Similarly, on page 11 of the Plaintiffs’ Brief in Support of Their Class Certification Motion, the plaintiffs’ quote the deposition testimony of an executive for the insurer taken in connection with an unrelated proceeding as having said about the MedPartners transaction that “we were concerned that the existence of the additional insurance would change the motivation of the plaintiffs’ attorneys, potentially the settlement value of the case would be driven up, and we wouldn’t have the opportunity to settle the case at a reasonable number.”
The brief in support of the plaintiffs’ certification motion contains additional allegations allegedly supporting their contention that the information about the existence of LMU was withheld from the plaintiffs in the securities litigation.
The misrepresentation lawsuit ground on for years. Issues surrounding class certification made their way to the Alabama Supreme Court (about which refer here). The case was poised to go to trial earlier this year. However, counsel for the parties were able to negotiate a settlement.
The Misrepresentation Lawsuit Settlement
Pursuant to the details of the settlement, the insurer agreed to pay $230 million and Caremark (as successor in interest to MedPartners) agreed to pay $80 million, for a total settlement value of $310 million. The settlement funds must be deposited in escrow within 30 days of the Court’s final approval of the proposed settlement.
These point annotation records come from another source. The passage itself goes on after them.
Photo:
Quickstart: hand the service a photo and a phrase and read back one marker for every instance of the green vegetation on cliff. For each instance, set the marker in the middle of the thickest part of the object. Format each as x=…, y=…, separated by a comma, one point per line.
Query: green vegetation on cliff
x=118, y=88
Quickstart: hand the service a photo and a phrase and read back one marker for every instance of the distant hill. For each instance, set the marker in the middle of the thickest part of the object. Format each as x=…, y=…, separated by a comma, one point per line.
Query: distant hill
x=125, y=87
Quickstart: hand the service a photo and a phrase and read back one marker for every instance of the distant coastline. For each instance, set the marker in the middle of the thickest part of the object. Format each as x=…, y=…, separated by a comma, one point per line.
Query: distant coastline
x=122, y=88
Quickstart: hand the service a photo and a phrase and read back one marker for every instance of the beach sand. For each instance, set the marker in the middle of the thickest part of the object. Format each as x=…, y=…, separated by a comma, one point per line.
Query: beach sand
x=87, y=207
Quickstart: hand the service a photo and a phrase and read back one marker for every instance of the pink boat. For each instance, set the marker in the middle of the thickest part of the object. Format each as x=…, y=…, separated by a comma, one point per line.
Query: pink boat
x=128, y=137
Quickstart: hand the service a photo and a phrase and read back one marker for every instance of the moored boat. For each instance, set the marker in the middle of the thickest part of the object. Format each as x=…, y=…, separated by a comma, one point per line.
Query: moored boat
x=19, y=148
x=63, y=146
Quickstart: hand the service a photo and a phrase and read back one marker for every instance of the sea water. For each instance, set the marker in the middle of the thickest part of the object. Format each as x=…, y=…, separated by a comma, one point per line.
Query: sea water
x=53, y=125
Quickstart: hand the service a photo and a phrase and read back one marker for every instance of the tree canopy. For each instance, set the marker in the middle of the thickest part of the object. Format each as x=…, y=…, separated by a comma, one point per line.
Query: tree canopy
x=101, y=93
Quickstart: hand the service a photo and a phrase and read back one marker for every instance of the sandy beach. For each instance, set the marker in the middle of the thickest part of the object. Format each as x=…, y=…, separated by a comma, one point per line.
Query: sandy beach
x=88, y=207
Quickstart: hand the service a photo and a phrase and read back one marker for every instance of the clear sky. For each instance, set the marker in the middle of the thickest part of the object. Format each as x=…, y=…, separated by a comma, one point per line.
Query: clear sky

There are many interesting details to this litigation beyond those expressly cited above. Among other things, the cast of characters includes many names that will be familiar to those in the industry who were around at the time of the original litigation and settlement in 1999.
The plaintiffs’ attorneys involved in the negotiation of the underlying securities lawsuit settlement separately obtained notoriety of their own; two of the key plaintiffs’ attorneys involved, Gene Cauley and Bill Lerach, wound up going to jail in connection with unrelated matters. My May 11, 2009 blog post entitled “$9 Million Missing and Plaintiffs’ Lawyer Takes the Fifth – OK, That’s Not Good” and describing the circumstances that led to Cauley’s incarceration can be found here. My September 2007 post about Lerach’s guilty plea can be found here.
The tale behind this settlement is a trip down memory lane in other ways as well. Those of us who were around at the time know all about the LMUs. It was a different time and place in the insurance industry. Anybody who had anything to do with LMUs probably will find the details of this situation to be very interesting, and a reminder of what things were like at the time. It was a very long time ago.
Beyond that, I will say no more, except to note that the insurer’s contribution to the misrepresentation lawsuit settlement was more than nine times greater than the amount it paid in defense and settlement of the securities lawsuit, and that despite the “unlimited” insurance policy for which it paid $22.5 million, the company defendant (or, rather, its successor in interest) wound up having to make an $80 million contribution to the misrepresentation lawsuit settlement as well.